「イレブン・ミニッツ」:時間のキュビスム
映画『イレブン・ミニッツ』は、イエジー・スコリモフスキ監督78歳の新作。かなりアグレッシヴに実験しておりまして、新しいです。若々しいです。30代の監督みたいなタッチです。そして、えらく面白いです。
さまざまな登場人物たちの午後5時から5時11分を、行きつ戻りつ重層的に描きます。まあ実際は5時前から描かれている部分もありますので、厳密な11ミニッツではありませんが、とにかく「時間のキュビスム」とでも呼ぶべきこだわりと実験精神が、広く普遍的な意味での「人生」と、その偶然性をあぶり出していきます。その手さばきが実にスリリングなのです。
進行するに連れ、画面には不穏な、只事ではない空気が流れます。特に「音」が不安を掻き立てていきます。絶対この後でとんでもない事が起きると、観てる誰もが思うのです。何しろ広告にも「観客誰もが想像し得ない前代未聞、驚愕のラスト・シーン」とか書いてありますし。
(以降ネタバレあり) 大江戸は「飛行機がビルに激突するとか、街なかに墜落する」とか、あるいは「空に宇宙人の円盤か何かが現れて、どえらい事が起きる(阪本順治の『団地』みたいに)」とかを考えたのですが、さすがにそこまで突飛ではありませんでした。

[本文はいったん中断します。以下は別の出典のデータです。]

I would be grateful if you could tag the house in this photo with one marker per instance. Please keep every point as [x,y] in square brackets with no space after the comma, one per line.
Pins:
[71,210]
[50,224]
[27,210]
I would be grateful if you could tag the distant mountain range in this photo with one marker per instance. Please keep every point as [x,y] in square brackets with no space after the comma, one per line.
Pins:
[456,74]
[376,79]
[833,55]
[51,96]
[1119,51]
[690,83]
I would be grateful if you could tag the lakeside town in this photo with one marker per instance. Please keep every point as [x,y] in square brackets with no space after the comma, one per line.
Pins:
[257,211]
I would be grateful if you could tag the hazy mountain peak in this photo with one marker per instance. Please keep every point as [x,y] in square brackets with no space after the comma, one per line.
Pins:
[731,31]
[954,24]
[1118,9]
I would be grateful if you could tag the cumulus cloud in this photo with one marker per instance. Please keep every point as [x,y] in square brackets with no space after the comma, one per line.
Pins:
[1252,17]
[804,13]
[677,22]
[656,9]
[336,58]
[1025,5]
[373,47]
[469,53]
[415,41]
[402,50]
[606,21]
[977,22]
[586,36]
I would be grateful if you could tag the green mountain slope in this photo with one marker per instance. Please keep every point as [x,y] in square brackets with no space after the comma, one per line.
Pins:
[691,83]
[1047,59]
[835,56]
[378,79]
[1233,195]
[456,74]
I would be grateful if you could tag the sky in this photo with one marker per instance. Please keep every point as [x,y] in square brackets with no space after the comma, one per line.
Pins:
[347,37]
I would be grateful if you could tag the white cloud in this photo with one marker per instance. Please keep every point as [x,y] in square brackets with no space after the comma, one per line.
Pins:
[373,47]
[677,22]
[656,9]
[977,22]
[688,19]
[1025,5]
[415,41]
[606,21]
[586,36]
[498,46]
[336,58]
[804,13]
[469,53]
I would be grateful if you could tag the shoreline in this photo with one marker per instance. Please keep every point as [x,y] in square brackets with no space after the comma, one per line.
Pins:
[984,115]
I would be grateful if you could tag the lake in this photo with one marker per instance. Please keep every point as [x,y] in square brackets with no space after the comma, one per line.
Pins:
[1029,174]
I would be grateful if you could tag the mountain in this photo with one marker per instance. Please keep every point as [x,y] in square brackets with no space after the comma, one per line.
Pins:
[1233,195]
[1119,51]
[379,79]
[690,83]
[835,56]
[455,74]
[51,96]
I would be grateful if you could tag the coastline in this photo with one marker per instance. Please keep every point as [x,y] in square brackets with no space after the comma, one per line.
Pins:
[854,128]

でもやはり見たことのないラストではありましたし、ブービートラップ的に連鎖する悲劇(カタストロフィ)が、ある種の開放感(カタルシス)を伴っているという戦慄すべき事実。そして、それらが膨大なモニター画像の海に飲み込まれていくという現代的寓意性。我々も、世界と偶然と自分の関係を否が応でも考えざるを得なくなるのです。
これまで観たことのないような映画ですし、そういう新しいクリエイティヴィティに出逢うことは、映画ファンにとっていつでも刺激的な喜びなのです。